Detecting Deception in Online Social Networks
thesisposted on 2015-02-27, 00:00 authored by Jalal S. Alowibdi
Online Social Networks (OSNs) play a significant role in the daily life of hundreds of millions of people's. However, many user profiles in OSNs contain deceptive information. Existing studies have shown that lying in OSNs is quite widespread, often for protecting a user's privacy. In this dissertation, we propose a novel approach for detecting deceptive profiles in OSNs. Our ultimate goal is to find deceptive information about user gender and location. We specifically define a set of analysis methods for detecting deceptive information about user genders and locations in Twitter.
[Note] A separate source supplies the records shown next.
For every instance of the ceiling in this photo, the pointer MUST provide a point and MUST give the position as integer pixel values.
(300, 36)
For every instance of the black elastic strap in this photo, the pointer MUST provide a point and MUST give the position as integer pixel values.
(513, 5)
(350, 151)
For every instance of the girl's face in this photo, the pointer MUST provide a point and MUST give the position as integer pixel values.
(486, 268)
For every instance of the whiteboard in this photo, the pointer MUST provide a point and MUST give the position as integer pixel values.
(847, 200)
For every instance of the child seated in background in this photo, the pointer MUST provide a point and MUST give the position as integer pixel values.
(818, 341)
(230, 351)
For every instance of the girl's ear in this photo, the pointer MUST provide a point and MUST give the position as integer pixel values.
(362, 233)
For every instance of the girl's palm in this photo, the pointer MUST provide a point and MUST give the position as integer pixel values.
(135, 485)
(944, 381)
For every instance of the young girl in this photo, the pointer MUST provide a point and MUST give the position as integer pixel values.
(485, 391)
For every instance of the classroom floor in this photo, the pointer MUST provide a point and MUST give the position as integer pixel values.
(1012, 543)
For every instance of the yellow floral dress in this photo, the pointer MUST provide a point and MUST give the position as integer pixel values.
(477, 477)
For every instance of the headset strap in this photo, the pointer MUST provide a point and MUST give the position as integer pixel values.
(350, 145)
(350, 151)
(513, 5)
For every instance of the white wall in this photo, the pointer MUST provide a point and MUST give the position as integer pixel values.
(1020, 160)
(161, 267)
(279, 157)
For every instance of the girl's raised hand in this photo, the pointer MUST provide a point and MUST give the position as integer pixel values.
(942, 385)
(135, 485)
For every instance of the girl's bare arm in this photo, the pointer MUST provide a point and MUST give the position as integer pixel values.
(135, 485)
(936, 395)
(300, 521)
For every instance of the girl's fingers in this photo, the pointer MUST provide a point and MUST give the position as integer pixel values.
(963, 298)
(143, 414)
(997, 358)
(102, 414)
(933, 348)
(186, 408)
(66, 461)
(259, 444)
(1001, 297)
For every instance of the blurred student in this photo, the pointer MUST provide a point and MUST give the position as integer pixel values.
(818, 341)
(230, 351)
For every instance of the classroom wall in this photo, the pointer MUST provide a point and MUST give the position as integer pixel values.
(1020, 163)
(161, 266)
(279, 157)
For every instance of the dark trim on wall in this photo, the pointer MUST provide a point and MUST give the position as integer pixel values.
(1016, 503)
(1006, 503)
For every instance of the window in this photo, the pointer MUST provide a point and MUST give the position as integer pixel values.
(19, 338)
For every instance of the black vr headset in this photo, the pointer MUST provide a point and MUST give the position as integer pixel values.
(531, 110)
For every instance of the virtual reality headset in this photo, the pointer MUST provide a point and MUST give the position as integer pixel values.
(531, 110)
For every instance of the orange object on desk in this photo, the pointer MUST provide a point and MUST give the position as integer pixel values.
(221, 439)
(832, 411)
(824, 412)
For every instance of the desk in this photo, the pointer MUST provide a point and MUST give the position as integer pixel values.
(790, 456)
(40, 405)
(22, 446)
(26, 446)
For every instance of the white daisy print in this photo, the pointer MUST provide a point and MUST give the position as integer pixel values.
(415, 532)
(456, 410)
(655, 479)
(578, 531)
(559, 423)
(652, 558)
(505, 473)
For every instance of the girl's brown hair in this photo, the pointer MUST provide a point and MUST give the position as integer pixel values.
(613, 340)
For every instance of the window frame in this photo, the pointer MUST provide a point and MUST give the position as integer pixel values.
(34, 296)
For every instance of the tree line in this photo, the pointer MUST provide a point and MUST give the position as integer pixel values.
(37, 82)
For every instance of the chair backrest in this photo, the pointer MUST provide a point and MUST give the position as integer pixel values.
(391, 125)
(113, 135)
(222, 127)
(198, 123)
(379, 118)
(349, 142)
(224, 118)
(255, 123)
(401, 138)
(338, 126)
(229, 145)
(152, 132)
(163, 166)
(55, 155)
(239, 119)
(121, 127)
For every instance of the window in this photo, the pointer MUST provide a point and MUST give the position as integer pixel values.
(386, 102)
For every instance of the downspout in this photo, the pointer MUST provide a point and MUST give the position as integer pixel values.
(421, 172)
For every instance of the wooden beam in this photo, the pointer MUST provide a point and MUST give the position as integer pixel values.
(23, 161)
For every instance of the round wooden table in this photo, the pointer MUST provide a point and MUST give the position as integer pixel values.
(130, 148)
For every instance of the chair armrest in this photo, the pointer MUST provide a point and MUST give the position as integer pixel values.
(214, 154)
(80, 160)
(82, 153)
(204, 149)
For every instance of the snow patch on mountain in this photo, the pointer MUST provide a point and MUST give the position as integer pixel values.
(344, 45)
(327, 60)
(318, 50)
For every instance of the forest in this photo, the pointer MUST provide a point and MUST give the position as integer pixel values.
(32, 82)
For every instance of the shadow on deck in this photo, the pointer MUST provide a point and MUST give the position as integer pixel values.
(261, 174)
First, we collected a large dataset of Twitter profiles and tweets. Next, we defined methods for gender guessing from Twitter profile colors and names. Our methods are quite scalable because we avoid the analysis of text messages, which typiclly involves high computational complexity. We applied a number of preprocessing methods to raw Twitter data in ways that significantly enhanced the accuracy of our predictions. Subsequently, we applied Bayesian classification and K-means clustering algorithms to Twitter profile characteristics (e.g., profile layout colors, first names, user names) and geolocations to analyze user behavior. We established the overall accuracy of each gender indicator through extensive experimentations with our crawled dataset.